The guy I've been dating loves it. He says I'm a bit of a drama queen, but he describes my silliness as "genuine and refreshing." In my younger sister's words, I'm just plain coo coo.
She keeps telling me don't let too much of the crazy out too early, since I just started seeing this guy. But after dating him for a month, I've realized he's a little crazy himself, which explains why he's probably okay with my silliness.
But hey, it's great because I dated a very serious lawyer for almost eight years. I loved him like crazy but it's nice to date someone that isn't so intense.
And I'm gonna shine all over the place.
Monday, September 5, 2011
So since I haven't been able to work out at the gym (which I joined a little over a week ago), I've been feeling really lethargic, not motivated to do anything but go to church. I realized it must be because I’m not working out like I was before. Even before I joined the gym, I speed walked around my neighborhood at least three times a week. So I realized that if I was going to get motivated to do anything, I would have to find a way to exercise with the orthopedic boot on my foot.
I remembered that after my fibroid surgery, I could do little walking, going up and down the steps without pain, etc. I had begun doing simple leg lifts from my bed, similar to ones I did with weights when I worked out at Curves once. Amazingly, the simple exercises made me feel better and more energetic. So I’ve begun doing the same exercises while waiting for my foot to heal.
Of course these exercises don’t give me the lift that working out at the gym does, but they do give me some energy to get up and move. I was in decent shape when I joined the gym, but nothing like I wanted to be. And since I could be in this boot for up to a month, I am determined not to gain weight or lose the little bit of strength I gained when I exercised on a regular basis.

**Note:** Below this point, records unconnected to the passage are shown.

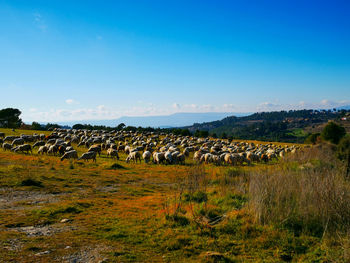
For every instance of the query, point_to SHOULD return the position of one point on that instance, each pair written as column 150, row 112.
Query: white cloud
column 71, row 101
column 103, row 112
column 176, row 106
column 323, row 104
column 40, row 22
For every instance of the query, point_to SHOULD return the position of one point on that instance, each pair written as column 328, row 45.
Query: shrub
column 312, row 138
column 343, row 152
column 314, row 200
column 31, row 182
column 333, row 132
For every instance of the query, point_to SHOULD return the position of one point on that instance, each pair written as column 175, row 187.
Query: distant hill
column 165, row 121
column 288, row 126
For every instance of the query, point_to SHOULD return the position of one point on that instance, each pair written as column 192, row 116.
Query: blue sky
column 76, row 60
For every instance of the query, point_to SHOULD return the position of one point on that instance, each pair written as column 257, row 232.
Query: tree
column 312, row 138
column 343, row 152
column 333, row 132
column 120, row 126
column 36, row 126
column 9, row 118
column 224, row 135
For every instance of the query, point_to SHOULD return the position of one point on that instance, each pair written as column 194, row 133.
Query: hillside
column 287, row 126
column 162, row 121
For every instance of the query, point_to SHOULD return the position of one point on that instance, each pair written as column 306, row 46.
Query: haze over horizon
column 80, row 60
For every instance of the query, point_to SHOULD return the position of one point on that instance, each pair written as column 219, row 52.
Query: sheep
column 42, row 149
column 113, row 153
column 17, row 141
column 39, row 143
column 158, row 157
column 6, row 146
column 88, row 155
column 52, row 149
column 95, row 148
column 197, row 156
column 10, row 138
column 180, row 158
column 133, row 156
column 146, row 156
column 70, row 155
column 168, row 157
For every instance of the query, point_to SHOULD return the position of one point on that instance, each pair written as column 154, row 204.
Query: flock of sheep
column 159, row 148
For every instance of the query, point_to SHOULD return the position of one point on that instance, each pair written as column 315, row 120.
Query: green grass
column 143, row 213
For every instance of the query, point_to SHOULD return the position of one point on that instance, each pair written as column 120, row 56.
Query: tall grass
column 307, row 193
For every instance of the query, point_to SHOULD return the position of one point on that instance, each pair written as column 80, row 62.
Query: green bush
column 333, row 132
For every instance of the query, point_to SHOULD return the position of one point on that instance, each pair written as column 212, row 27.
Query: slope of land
column 287, row 126
column 53, row 211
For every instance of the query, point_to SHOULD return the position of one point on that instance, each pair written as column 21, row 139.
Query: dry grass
column 120, row 213
column 308, row 195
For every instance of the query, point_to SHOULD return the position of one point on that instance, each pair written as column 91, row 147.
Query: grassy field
column 111, row 211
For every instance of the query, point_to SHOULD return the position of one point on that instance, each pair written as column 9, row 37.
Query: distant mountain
column 288, row 126
column 164, row 121
column 346, row 107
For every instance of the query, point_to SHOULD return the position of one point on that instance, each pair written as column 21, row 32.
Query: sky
column 79, row 60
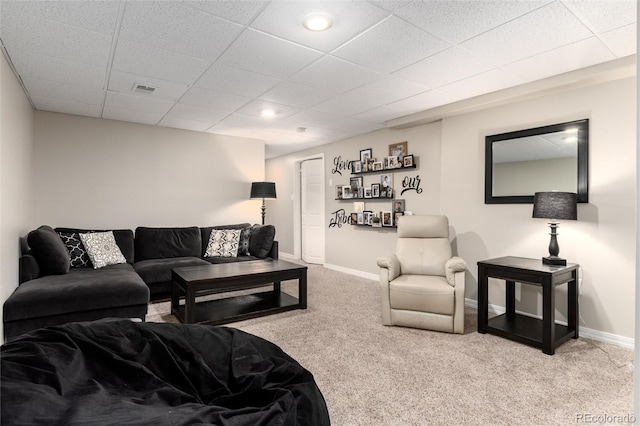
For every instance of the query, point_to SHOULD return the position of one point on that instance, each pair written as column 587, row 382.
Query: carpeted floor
column 376, row 375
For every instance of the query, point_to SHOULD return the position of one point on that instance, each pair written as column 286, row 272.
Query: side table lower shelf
column 525, row 329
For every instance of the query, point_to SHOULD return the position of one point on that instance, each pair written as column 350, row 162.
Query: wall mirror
column 550, row 158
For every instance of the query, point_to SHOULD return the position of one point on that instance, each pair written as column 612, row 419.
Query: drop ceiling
column 215, row 65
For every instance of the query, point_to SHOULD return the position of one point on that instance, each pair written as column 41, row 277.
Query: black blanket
column 117, row 372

This injury has also taught me not to waste time. Before I hurt my foot, I wanted to take a Zumba class, but because of my need to be perfect at everything, I didn’t take the class out of fear I might not be as good as all the others in the class. This is crazy because I kicked butt in every dance class I took at VCU. I mean the fact I wasn’t afraid to take a Krav Maga class after surgery, but too scared to take a Zumba class perfectly healthy is CRAZY. If I were to have permanent damage to my foot and never had taken the class, I'd be really upset with myself.
So, hopefully, once my foot heals, I will stop being a scaredy cat and take the Zumba class. But one thing is for sure, I will keep moving no matter what. I wasted enough time in my 20s and 30s when I was stronger, and now that I don’t have youth on my side, I am determined to feel and be strong regardless of surgery, injury or anything else that comes along. Because I don’t want to just be strong now, I want to be strong at 40, 50,60 and even 70. I read an article in the The Washington Post Magazine about a 72 year old female weight lifter. I know it can be done.
After all the pain and loss I’ve dealt with in my life, I am just ready to be not only be strong, not just happy, I want to be fabulous. Like Paul said in Philippians 3:14, "I press on toward the goal to win the prize for which God has called me." What's the prize I'm striving for? Feeling victory instead of fear and regret. I've had enough of that. Now I'm ready to kick fear and regret's butt. And look and feel fabulous doing it.